The unsuspecting clay within the deft hands of the Potter,
He’ll build for them a chapel as she certainly declares.
Smith merely is a black man seeking payment for his work,
Repeatedly held up by Mother ere her blessing runs.
He’s glad to lend a helping hand and isn’t one to shirk,
But he has better things to do than aid a bunch of nuns.
Although Maria never thanks her irritated “slave,”
He halfway builds a wall until he lays their final stone.
Despite the urge to doubt and nearly losing whom God gave,
Maria’s prayers are answered by parishioners they’ve known.
As Homer’s chapel rises, he is filled with inner pride
At building something special with his own two humble hands.
The sisters are ecstatic at the church God did provide,
And Homer moves along, perhaps to where God’s will commands.

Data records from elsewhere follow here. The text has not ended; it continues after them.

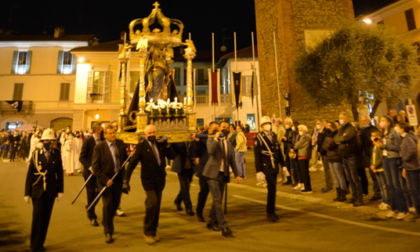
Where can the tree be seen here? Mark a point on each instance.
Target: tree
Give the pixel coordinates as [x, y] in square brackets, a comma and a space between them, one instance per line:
[357, 56]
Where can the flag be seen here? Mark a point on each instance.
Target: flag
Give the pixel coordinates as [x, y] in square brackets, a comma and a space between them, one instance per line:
[251, 92]
[16, 104]
[214, 89]
[237, 88]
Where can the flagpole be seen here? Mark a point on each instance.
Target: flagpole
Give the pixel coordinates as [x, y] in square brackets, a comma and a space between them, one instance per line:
[256, 84]
[236, 70]
[277, 70]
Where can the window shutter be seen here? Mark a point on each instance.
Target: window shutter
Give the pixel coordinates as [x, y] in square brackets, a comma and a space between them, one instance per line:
[60, 62]
[89, 86]
[28, 62]
[107, 86]
[14, 63]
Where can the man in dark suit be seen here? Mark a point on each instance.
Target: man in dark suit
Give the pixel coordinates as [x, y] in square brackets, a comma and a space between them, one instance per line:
[268, 155]
[199, 151]
[44, 182]
[108, 156]
[86, 159]
[151, 154]
[183, 165]
[216, 170]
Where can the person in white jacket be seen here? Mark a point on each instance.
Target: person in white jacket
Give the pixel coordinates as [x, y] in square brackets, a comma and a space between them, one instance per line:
[70, 150]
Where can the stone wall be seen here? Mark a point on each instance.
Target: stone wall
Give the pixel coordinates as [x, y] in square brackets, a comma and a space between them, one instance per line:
[290, 19]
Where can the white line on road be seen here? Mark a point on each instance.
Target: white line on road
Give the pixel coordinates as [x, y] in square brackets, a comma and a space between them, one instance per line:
[333, 218]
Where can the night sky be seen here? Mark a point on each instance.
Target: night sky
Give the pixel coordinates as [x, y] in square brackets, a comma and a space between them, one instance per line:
[107, 19]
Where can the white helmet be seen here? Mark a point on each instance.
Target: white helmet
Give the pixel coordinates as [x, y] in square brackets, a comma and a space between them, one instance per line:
[48, 134]
[265, 119]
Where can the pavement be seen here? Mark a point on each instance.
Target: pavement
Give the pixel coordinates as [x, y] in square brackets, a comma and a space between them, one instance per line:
[307, 222]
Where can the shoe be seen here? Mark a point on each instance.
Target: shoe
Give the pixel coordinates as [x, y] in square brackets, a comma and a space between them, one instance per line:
[157, 239]
[273, 217]
[149, 239]
[306, 191]
[375, 198]
[391, 214]
[325, 190]
[120, 212]
[190, 212]
[94, 223]
[226, 232]
[200, 218]
[213, 226]
[401, 215]
[338, 194]
[358, 203]
[108, 238]
[178, 206]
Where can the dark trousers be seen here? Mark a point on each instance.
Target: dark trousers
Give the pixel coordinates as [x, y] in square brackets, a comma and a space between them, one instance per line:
[185, 178]
[41, 219]
[151, 220]
[413, 179]
[217, 187]
[111, 200]
[92, 192]
[202, 195]
[271, 196]
[304, 171]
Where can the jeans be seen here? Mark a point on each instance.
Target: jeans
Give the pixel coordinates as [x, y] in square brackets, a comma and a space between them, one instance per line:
[240, 162]
[185, 178]
[413, 179]
[327, 173]
[352, 174]
[304, 171]
[393, 181]
[380, 178]
[337, 170]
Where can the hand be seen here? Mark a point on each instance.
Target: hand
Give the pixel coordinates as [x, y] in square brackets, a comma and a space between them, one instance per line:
[126, 187]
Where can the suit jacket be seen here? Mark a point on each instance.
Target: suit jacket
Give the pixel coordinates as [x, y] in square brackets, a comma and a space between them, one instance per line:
[212, 168]
[86, 155]
[199, 149]
[103, 163]
[262, 161]
[152, 174]
[180, 149]
[34, 186]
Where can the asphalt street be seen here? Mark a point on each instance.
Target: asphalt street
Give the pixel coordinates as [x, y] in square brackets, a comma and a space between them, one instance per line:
[303, 225]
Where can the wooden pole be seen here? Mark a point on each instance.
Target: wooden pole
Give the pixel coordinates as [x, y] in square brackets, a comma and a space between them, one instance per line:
[277, 71]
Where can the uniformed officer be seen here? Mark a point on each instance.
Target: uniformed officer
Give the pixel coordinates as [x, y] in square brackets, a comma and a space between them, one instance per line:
[268, 155]
[44, 183]
[151, 154]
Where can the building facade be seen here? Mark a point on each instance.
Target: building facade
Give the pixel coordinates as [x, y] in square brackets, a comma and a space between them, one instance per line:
[40, 72]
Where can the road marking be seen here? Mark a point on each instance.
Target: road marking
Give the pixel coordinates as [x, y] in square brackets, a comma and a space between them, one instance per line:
[333, 218]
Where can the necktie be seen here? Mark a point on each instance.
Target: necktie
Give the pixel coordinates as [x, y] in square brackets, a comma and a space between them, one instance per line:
[225, 163]
[117, 157]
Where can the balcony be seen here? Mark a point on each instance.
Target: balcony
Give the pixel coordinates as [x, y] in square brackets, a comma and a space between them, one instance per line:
[9, 109]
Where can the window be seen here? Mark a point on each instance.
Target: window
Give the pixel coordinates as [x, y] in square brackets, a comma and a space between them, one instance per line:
[65, 92]
[411, 22]
[21, 62]
[66, 62]
[98, 88]
[246, 84]
[18, 92]
[200, 77]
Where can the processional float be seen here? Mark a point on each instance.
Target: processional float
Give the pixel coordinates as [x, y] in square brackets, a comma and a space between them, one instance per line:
[156, 100]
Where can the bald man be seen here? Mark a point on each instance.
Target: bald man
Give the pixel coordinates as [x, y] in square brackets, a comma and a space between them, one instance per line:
[151, 154]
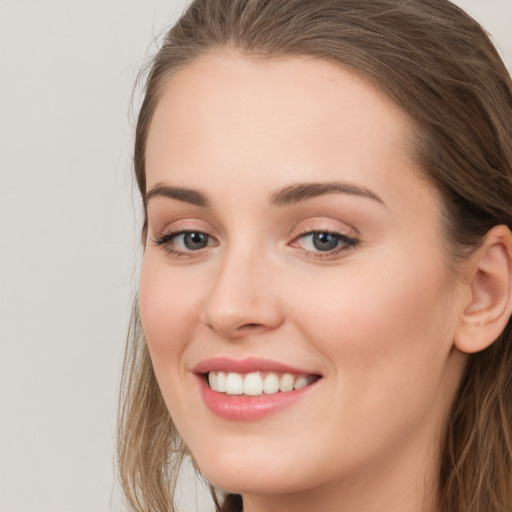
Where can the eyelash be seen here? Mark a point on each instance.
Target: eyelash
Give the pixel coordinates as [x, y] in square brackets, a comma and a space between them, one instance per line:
[345, 243]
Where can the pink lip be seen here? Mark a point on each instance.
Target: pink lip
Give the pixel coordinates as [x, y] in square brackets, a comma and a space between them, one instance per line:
[243, 407]
[251, 364]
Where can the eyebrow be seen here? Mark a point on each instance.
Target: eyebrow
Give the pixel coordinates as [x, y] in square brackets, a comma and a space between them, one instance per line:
[302, 191]
[288, 195]
[181, 194]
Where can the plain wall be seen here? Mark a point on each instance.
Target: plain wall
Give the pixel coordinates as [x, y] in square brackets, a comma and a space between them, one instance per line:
[69, 237]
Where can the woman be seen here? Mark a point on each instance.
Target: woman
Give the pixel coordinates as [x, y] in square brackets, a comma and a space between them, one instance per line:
[324, 304]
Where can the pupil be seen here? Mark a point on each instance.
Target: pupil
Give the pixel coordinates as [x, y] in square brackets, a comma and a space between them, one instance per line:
[325, 241]
[195, 241]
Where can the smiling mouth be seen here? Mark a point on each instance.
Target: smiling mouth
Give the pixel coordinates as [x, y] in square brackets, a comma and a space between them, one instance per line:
[257, 383]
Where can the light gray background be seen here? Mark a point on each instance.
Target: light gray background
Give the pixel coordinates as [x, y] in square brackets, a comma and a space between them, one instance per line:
[68, 237]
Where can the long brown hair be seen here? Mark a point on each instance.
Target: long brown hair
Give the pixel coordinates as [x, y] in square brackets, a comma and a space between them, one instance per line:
[440, 67]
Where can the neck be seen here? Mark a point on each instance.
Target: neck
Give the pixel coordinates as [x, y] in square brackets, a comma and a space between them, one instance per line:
[406, 482]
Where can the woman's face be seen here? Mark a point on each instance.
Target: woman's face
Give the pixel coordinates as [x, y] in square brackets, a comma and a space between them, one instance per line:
[293, 242]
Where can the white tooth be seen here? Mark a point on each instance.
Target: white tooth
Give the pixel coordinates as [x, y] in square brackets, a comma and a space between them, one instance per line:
[234, 384]
[286, 383]
[253, 384]
[221, 382]
[271, 384]
[212, 380]
[300, 382]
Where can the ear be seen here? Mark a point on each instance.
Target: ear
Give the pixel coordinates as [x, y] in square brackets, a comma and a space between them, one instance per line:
[489, 277]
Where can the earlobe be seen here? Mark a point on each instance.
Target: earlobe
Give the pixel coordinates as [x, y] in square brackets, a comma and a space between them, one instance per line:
[490, 300]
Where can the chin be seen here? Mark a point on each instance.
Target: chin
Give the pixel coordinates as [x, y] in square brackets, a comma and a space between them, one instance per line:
[244, 475]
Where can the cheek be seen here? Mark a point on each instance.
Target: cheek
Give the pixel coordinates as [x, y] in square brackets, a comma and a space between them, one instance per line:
[169, 311]
[387, 331]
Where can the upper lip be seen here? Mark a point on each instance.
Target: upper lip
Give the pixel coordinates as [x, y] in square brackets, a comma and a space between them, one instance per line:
[251, 364]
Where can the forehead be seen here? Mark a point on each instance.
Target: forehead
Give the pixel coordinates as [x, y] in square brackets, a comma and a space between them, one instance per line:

Lilies of the Field is Sidney Poitier’s finest film, as evidenced by his becoming the first African-American man to win the Best Actor Oscar. A simple story of faith and hard work, Lilies of the Field depicts ecumenical fellowship, community rallying, and a memorable call-to-meetin’ gospel song that is nearly synonymous with the film itself.

There are many atypical film pairs—old and young (Up), hot shot and mad scientist (Back to the Future), black and Chinese (Rush Hour)—but an unusual dynamic is formed here between a black Baptist and a Catholic nun. Homer Smith/Schmidt is a hard-working traveler whose wish for payment becomes a desire to prove his value and consequence, while Mother Maria is a stubborn German matriarch whose faith in God alone is so strong that she neglects God’s chosen means. Both are admirable in their own way—Smith’s skill and diligence, Maria’s ascetic convictions—and both have their flaws—Smith’s impatience, Maria’s obstinate single-mindedness. Despite her asperity, Maria is never too overbearing, since Homer could have departed at any time, and ultimately her prayers are answered while Homer achieves a bit of unanticipated permanence that leaves him satisfied.

From the potentially creepy opening (with the nuns following Smith’s car), to a Tower-of-Babel moment in which he takes charge, to Smith’s eventual departure, the entire film feels like merely an extended stop on Smith’s wayward journey. Though he resists at first, his good-natured assistance with the nuns’ English lessons belies an eagerness to help. Nothing is said of him personally, where he came from or where he’s going, and his presence certainly seems heaven-sent. He’s quite human, prone to drink and doubt, yet he and the community at large fulfill the nuns’ every need in realistic ways that indicate an unseen Hand of benevolence, as reflected by the film’s title based on Matthew 6:28-33. After all, one need not be a saint to be used of God.

Though the talented Jerry Goldsmith provided the score, the film’s musical highlight is the hymn “Amen,” sung by the nuns and the song’s composer Jester Hairston, who provided the vocals for tone-deaf Poitier. It really is a joy to see Baptists and Catholics together belting out a rousing hymn of praise. It’s the high point of a true classic, one of my favorite black-and-white films.

Best line: (Homer Smith, after being served one egg) “That’s a Catholic breakfast, ain’t it?”